Also, many things which actually apply to polyamory are being posted as if it is about polygamy. Doing so is incorrect. Before posting such things to the polygamy article, posters should make sure that it is only about polygamy.
Lastly, for NPOV, it is irrelevant to make any reference to group sex. To say that polygamy "may or may not" involve that is as irrelevant as it would be to say that monogamy may or may not involve that. It would also be as biased as saying "Christianity may or may not involve devil worship." To even imply that hint is to display a bias toward thinking that polygamy supposedly does mean "group sex," when it does not. Again, only those who do not really know anything about polygamy would assert that polygamy has anything to do with that.
Misplaced Pages posts are supposed to be NPOV. Please make sure such posts stay that way.
- That's fine, but what I wrote in "Bisexuality and polyamory" was no more sex-oriented than the version that preceded it, to which you then reverted. My interest was not in adding or removing information from the article, but to remove the mistaken claim that such relationships are novel and to improve on some awkward phrasing.
- For instance, "this uncommon form is simply the means to an end for individuals seeking this kind of polyamory relationship" is pretty much meaningless. *Any* relationship could be described as "the means to an end for individuals seeking this kind of relationship".
- If sex is irrelevant to this article, then it seems to me that the whole section is superfluous; ignoring sexual arrangements, all it says is "some people have multiple spouses", which adds nothing to what's already been written. Why not remove it entirely? --Calair 02:26, 27 Nov 2004 (UTC)

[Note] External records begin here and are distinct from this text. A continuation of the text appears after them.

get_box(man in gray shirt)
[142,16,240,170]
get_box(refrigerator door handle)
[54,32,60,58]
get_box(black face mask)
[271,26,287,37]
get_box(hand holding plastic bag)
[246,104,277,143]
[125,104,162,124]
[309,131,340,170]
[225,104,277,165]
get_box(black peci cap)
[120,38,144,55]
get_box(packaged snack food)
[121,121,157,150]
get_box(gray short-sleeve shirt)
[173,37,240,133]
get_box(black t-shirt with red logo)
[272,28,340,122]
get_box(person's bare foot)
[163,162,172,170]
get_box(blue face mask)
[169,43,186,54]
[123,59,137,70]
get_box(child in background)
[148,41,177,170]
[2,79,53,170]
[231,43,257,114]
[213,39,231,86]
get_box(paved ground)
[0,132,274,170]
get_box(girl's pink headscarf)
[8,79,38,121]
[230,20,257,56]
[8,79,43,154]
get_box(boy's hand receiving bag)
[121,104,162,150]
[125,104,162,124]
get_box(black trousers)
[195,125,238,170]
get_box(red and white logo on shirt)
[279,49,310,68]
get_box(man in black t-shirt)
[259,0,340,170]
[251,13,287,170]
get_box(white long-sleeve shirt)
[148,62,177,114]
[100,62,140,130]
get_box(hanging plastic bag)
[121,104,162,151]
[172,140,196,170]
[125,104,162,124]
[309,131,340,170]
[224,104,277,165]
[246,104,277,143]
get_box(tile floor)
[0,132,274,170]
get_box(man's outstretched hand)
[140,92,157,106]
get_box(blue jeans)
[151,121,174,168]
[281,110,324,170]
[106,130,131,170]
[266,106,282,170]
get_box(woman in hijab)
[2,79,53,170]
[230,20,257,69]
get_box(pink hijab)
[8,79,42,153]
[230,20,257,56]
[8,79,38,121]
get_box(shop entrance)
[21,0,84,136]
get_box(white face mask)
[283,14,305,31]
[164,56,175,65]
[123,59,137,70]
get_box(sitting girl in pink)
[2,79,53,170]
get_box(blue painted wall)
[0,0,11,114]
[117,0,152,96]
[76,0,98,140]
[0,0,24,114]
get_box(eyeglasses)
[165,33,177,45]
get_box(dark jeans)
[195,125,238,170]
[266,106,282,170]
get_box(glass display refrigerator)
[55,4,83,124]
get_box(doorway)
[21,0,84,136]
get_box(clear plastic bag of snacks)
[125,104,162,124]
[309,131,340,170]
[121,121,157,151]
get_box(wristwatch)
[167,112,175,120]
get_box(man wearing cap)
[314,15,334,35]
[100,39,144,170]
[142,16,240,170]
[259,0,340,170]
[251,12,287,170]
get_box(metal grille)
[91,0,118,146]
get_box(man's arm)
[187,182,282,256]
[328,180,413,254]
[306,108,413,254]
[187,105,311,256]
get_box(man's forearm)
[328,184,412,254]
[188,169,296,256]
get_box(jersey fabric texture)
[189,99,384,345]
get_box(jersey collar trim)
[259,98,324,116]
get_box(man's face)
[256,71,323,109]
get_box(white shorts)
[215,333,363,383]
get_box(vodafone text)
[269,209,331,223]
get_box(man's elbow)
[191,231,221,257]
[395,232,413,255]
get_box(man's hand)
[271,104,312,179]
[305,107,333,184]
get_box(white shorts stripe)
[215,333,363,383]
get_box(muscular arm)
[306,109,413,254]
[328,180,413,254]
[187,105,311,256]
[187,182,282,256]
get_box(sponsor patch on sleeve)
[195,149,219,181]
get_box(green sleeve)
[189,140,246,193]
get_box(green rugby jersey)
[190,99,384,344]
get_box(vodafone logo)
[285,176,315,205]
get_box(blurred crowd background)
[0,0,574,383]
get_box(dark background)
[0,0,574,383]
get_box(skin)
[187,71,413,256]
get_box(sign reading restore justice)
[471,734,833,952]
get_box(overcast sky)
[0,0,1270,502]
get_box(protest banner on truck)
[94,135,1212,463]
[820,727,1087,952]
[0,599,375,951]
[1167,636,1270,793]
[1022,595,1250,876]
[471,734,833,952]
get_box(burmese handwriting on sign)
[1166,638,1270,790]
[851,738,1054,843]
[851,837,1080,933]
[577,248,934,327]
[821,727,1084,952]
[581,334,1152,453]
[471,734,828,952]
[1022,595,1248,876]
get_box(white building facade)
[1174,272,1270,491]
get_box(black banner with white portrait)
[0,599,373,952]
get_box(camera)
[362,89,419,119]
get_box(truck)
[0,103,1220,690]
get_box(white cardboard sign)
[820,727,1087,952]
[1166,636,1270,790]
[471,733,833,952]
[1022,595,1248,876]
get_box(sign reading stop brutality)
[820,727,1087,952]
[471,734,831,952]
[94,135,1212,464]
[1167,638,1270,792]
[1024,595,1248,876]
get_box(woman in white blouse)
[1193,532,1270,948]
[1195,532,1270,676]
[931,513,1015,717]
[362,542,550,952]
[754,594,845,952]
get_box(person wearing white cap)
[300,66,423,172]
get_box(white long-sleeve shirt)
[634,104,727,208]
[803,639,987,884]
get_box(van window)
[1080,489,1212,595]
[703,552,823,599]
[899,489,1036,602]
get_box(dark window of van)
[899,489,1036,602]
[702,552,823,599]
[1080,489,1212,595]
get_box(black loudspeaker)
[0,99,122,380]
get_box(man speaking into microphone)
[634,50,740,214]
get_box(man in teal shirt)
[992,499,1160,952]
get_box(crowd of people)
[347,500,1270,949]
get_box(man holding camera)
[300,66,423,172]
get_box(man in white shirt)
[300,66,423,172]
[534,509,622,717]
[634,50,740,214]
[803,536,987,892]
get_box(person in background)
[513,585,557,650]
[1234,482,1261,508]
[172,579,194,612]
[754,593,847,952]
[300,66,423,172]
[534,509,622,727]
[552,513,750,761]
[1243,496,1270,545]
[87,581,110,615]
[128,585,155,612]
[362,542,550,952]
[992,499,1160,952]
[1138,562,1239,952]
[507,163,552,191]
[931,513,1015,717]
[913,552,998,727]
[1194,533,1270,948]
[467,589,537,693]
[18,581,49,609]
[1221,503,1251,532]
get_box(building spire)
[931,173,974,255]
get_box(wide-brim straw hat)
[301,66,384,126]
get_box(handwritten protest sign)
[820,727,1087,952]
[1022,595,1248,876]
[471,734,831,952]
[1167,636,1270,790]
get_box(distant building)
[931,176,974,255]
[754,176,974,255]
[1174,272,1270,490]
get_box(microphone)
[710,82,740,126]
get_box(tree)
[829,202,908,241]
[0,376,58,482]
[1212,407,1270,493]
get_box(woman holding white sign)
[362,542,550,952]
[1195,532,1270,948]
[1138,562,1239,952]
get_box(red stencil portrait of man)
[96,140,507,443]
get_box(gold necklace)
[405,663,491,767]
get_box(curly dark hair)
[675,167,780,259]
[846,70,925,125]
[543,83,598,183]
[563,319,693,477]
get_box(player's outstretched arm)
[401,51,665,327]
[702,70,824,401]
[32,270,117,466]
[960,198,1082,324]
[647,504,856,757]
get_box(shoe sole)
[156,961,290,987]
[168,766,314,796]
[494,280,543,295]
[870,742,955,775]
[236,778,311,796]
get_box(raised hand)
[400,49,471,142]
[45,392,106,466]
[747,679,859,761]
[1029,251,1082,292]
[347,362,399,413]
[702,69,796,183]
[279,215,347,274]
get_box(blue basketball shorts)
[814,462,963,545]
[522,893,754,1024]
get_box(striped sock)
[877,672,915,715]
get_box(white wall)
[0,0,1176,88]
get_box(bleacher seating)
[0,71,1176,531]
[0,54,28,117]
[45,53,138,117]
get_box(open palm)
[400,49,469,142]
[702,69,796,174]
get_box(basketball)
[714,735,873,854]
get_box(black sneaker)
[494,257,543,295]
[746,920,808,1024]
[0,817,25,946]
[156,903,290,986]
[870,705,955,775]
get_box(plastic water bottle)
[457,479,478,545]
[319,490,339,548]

- You did a good job of simplifying, Calair -- especially given that you were working with what was already there. If the segment is indeed to even be kept, then, for clarity, the paragraph needed to begin with the opening clause and to close with the last sentence. (Like you reasonably ask, I am not sure if it will indeed stay, but we'll see.)
- For it to stay, though, readers need to be informed right off the bat that what then follows is not what most polygamists do. The concluding sentence explains the polyamorists' motivation in that situtaion so as to help the reader further understand why it is not typical of actual polygamy. Frankly, I am with you, as I am inclined to think that the topic of this section may be more appropriate only for the polyamory listing instead.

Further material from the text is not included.